Teens Are Trying Marijuana Before Alcohol and Tobacco

There was once a time when teenagers gravitated toward the use of alcohol and tobacco to get their first taste of adult substances before coming of age, but that has changed. It seems this demographic has come to understand the dangers of booze and cigarettes, so they are choosing to explore the land of debauchery through cannabis, according to new research published in the journal Alcohol and Drug Dependence.

Researchers at Columbia University say that marijuana is the official gateway drug for teens across the United States. But parents, don’t let this scare you too much. Co-study author Katherine M. Keyes, a professor of epidemiology at CU, says the next generation just has little interest in cigarettes and alcohol.

This age group has come to understand cannabis doesn’t include the same harmful repercussions as other intoxicating substances. It is viewed as a safer alternative. It’s not that more teens are smoking weed these days than ever before; it’s just that when it comes to trying their first drug, they are more apt to dabble in the doobie than anything else.

“As we’ve seen the dramatic declines in alcohol and tobacco, we haven’t seen dramatic declines in marijuana, so now every year it’s more and more likely that kids are starting their drug-use careers with marijuana,” Keyes told The Verge, adding this trend started to build way before marijuana legalization efforts started going mainstream.
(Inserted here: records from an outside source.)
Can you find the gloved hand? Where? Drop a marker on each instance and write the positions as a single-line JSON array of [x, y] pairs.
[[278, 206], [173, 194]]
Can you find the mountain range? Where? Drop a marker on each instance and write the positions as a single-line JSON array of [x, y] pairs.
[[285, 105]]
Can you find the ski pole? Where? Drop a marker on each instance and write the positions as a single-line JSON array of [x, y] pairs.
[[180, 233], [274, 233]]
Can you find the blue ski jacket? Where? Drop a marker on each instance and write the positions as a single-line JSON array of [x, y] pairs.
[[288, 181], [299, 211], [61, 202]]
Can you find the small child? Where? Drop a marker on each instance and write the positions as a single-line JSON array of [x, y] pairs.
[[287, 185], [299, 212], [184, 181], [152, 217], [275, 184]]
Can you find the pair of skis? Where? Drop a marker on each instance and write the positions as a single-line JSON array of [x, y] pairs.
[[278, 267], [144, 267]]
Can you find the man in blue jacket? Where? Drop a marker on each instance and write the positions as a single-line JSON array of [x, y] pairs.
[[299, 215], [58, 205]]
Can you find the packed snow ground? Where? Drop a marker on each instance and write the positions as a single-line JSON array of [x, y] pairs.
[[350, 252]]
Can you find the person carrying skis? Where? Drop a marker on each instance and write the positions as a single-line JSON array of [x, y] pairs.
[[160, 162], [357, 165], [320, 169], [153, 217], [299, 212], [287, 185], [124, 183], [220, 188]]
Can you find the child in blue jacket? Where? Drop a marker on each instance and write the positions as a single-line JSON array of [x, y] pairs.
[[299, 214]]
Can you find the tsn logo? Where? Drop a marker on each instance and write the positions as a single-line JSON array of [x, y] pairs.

The study was compiled through the examination of some four decades worth of high school drug surveys. Researchers found that in the mid-1990s, a solid majority of seniors that reported using marijuana had tried cigarettes first. Within the next decade, that had changed—less than half of the recorded seniors said they had used tobacco before graduating the weed. Researchers say the pattern of teens using alcohol and tobacco before marijuana has continued to diminish over the years.

Previous studies have turned out similar results showing that teens are using fewer drug now than the generations that came before them. But the popularity of marijuana use continues to increase.

Researchers believe teens will have more of a propensity toward marijuana as legalization becomes more widespread in the next few years. Although pot laws prohibit anyone under the age of 21 from purchasing anything derived from marijuana, teens can always find a way to attain pot. The black market is still alive and well. Some reports have shown that pot prices are diminishing in legal states, making the herb ultra-affordable across the board.

“It’s not going out on a huge limb to suggest that marijuana is going to be more available at a lower cost to adolescents,” Keyes said. “If you make a substance more available at a lower cost and easier to access, you’re gonna see increases,” she added.

It is important to point out that when the study refers to tobacco, it is explicitly talking about cigarettes. There has been an enormous surge in teen vaping. However, Keyes says the biggest takeaway from the study is “that gateway sequences are malleable and very context-specific.” There is no one specific “gateway drug.”